- TRANSPLANTE
Era só mais uma cirurgia...
Depois que ele se foi, restou-lhe apenas o álcool e a dipirona que afirmaram que curava um coração partido, depois disso aquela maldita cirrose que resultou em um transplante de fígado às pressas para manter a vida. Agora iria arriscar. Afinal, até tinha uma música que dizia " se vai poder trocar de coração". Ali em 2035, aquilo era mais que possível. Não parava de aparecer no seu feed aquela sugestão para aliviar a dor de ficar voltando sempre a mesma página e vendo aquela foto dele sorrindo. O algoritmo devia saber que ela estava sofrendo muito, daí a sugestão que ela por fim resolvera acatar.

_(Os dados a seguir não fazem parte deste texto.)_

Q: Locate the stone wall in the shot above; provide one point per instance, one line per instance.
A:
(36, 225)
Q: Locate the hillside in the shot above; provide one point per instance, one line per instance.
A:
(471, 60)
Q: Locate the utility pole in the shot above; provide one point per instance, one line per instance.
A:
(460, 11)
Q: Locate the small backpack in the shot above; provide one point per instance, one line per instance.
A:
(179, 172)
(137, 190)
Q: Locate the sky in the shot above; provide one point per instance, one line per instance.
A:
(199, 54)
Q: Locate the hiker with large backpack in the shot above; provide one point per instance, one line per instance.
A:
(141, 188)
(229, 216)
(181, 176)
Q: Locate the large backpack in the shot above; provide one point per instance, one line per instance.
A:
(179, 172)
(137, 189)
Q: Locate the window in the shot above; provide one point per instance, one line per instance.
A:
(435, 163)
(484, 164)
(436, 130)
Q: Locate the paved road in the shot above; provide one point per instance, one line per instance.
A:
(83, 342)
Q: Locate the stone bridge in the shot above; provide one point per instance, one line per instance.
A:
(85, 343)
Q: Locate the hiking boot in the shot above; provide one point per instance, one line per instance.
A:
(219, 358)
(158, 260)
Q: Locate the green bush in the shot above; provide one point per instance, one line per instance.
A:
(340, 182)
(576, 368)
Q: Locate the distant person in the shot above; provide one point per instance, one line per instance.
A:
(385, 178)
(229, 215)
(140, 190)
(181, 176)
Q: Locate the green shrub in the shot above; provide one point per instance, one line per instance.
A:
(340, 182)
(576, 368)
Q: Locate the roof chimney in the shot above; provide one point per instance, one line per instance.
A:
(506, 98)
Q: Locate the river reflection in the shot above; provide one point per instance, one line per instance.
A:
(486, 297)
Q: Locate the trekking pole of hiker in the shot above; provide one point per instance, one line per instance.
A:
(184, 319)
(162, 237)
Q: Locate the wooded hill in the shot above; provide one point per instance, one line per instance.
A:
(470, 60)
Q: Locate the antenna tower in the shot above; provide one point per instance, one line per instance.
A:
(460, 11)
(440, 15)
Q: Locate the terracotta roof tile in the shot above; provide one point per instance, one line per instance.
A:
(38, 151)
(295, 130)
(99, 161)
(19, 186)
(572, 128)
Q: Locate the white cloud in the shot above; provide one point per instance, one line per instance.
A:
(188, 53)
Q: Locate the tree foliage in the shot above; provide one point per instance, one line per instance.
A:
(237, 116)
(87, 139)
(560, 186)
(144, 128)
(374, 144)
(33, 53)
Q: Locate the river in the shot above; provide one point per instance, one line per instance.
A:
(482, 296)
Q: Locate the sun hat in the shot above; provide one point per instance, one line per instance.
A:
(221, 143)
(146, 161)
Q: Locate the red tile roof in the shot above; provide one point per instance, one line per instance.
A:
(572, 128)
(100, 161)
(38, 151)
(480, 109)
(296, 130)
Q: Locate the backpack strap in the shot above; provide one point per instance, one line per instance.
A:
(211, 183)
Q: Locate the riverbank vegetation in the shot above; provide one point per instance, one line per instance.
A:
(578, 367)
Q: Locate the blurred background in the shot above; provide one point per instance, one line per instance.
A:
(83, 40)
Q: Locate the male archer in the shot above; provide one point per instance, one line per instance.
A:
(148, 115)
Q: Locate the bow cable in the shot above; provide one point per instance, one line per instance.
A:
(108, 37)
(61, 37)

Havia agendado na verdade aquela troca de coração, era fácil, agora ali em outros tempos, era fácil demais até para ser real. Mas, depois disso haveria a certeza de que aquele aperto sufocante nunca mais iria infligir seu peito no meio da tarde de domingo, e aquele cheiro nunca mais ia fazer aquela lágrima grossa desabar inconstante por suas faces avermelhadas fazendo-a passar aqueles vexames emocionais. Iria trocar de coração e tudo daria muito certo...
Assim o fez aquela boba. Cair em alguma coisa assim tão óbvia pode ser estupidez ou sofrimento profundo. Ela estava errada, e aqueles títulos na parede lhe sorriam amargamente sendo ela phD em neurologia. De onde vem os sentimentos mesmo? Por que uma bomba seria responsável por eles? Como assim estou tremendo agora por esse maldito cheiro como antes ou pior que antes? Havia em seu infinito desespero arranjado um coração depressa demais, deveria ter investigado o ex dono daquele órgão... Tarde demais havia arranjado tempo para isso e descobrira enfim, era um poeta, um maldito sentimental incurável! Caiu pasma ao sofá ao ouvir isso...e agora? Sabia já que estava mais ferrada que antes, especialmente porque o fígado que sempre é o segundo órgão mais importante a estes seres, seu fígado já não bastava aquela saudade!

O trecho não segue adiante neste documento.